You would need to write logic to form sentences from words and include the start time of the sentence (the start time of 1st word in the sentence) and the end time of the sentence (the end time of the last word of the sentence). A sample of the response is given above.

  1. Step 3: Call Text to Video APIs : Once sentences are created, you need to follow Text to Video steps and call Storyboard API to add subtitles to the original video. To add subtitles to the scene you need to:
  1. Divide the original video into different scenes. Add subtitles to each scene.
    Storyboard API has a scenes array and for each scene, you need to pass the following parameters:
    1. backgroundUri: original Video URL (AWS S3)
    2. text: this will be the subtitle that needs to be displayed for that particular scene
      1. BackgroundVideoSegments.start: This defines the start time of text in the video. Pass the start time of the sentence here.

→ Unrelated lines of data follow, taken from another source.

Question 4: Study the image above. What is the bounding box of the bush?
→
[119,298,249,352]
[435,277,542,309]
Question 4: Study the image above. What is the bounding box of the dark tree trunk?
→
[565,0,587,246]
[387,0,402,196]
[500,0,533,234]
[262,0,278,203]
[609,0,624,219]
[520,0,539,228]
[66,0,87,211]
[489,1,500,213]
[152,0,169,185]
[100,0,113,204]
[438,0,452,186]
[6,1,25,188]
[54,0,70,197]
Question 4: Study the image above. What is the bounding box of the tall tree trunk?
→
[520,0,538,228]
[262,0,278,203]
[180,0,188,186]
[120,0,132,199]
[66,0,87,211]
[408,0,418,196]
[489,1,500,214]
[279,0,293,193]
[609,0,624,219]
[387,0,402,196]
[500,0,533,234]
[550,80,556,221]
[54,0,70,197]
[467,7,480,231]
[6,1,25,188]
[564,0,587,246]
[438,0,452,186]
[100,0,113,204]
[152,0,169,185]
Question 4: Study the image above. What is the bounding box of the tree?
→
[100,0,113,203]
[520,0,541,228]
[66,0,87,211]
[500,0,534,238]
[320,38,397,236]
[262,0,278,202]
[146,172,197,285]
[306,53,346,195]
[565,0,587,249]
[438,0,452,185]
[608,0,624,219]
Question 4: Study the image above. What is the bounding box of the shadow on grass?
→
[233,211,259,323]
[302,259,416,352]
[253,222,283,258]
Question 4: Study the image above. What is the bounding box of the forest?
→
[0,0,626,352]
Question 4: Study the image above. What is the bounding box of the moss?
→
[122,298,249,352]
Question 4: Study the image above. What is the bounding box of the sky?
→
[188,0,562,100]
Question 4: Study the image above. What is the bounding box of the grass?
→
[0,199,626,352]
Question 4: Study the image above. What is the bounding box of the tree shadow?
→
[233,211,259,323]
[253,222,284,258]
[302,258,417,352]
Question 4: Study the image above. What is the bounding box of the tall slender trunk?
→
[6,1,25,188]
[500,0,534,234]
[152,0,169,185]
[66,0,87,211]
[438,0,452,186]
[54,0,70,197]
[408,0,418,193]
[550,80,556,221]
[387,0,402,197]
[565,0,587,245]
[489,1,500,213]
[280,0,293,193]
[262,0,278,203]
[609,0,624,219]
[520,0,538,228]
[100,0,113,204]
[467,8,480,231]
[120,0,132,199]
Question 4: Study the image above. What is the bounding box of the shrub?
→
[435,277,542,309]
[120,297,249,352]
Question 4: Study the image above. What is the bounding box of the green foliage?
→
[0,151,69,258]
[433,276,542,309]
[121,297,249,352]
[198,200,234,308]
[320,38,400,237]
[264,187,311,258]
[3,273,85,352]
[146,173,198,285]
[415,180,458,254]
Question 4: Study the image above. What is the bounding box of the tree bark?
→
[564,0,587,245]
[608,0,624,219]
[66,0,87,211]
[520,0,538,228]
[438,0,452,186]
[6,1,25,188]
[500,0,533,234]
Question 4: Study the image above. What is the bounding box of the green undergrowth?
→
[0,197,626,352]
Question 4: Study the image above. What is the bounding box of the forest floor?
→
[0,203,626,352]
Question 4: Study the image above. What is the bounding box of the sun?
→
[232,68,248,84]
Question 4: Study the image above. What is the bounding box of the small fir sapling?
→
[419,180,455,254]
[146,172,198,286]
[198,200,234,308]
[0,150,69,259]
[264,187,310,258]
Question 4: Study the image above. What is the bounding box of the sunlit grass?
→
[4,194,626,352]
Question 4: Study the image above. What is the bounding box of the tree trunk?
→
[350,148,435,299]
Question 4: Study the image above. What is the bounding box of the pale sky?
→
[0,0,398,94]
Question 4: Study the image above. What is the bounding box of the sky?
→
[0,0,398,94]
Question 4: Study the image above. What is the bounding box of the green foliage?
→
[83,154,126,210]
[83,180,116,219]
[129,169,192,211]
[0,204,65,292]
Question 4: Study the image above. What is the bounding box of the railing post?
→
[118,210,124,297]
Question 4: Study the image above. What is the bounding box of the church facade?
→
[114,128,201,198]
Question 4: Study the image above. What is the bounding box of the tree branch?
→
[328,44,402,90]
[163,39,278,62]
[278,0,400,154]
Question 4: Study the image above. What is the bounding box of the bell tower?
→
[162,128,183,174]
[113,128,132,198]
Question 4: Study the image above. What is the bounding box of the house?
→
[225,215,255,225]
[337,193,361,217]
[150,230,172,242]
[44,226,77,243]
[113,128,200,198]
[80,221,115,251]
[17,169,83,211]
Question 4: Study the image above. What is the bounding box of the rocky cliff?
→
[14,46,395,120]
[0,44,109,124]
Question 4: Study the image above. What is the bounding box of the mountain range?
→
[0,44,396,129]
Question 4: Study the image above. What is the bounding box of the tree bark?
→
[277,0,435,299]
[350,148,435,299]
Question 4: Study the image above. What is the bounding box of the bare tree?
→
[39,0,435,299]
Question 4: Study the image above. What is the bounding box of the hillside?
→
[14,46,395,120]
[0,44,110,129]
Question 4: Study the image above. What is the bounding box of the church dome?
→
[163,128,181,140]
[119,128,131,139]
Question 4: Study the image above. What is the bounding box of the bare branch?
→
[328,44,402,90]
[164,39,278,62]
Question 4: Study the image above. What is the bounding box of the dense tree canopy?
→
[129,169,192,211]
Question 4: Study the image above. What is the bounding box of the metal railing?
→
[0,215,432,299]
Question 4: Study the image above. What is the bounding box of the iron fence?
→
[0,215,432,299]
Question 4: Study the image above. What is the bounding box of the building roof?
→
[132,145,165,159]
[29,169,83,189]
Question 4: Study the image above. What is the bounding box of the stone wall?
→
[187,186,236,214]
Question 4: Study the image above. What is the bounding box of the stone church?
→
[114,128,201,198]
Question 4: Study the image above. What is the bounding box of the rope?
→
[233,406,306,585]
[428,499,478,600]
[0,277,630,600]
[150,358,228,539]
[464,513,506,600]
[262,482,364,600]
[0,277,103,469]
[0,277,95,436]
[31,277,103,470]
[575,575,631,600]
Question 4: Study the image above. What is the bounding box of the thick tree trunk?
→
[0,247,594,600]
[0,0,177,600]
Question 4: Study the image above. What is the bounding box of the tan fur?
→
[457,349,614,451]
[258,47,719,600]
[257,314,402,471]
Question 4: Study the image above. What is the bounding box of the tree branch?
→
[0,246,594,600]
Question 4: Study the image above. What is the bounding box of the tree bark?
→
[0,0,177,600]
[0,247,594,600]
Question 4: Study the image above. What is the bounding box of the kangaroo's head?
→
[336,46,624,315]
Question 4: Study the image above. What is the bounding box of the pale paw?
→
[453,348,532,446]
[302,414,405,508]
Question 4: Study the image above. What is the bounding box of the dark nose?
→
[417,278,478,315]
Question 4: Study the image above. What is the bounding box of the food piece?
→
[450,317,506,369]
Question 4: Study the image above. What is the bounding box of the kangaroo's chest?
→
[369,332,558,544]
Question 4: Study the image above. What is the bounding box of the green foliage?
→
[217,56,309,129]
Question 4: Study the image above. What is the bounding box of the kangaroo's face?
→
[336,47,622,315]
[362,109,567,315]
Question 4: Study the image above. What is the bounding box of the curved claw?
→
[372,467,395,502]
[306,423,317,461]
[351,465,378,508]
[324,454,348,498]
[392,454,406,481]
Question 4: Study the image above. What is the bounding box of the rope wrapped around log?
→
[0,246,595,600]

      2. BackgroundVideoSegments.end: This defines the start time of text in the video. Pass the end time of the sentence here.
  2. Storyboard API returns Job_Id in response. The job status can be seen by calling GET Job REST API. Once this job is complete, it gives a video preview URL and render_video settings in response. Video Render settings returned in this job can be used to generate video in .mp4 format.
  3. Video can be generated by calling Video Render API. Video Render API returns JobId in response. The job status can be seen by calling GET Job REST API. Once this job is complete, it gives the link to the .mp4 video in response.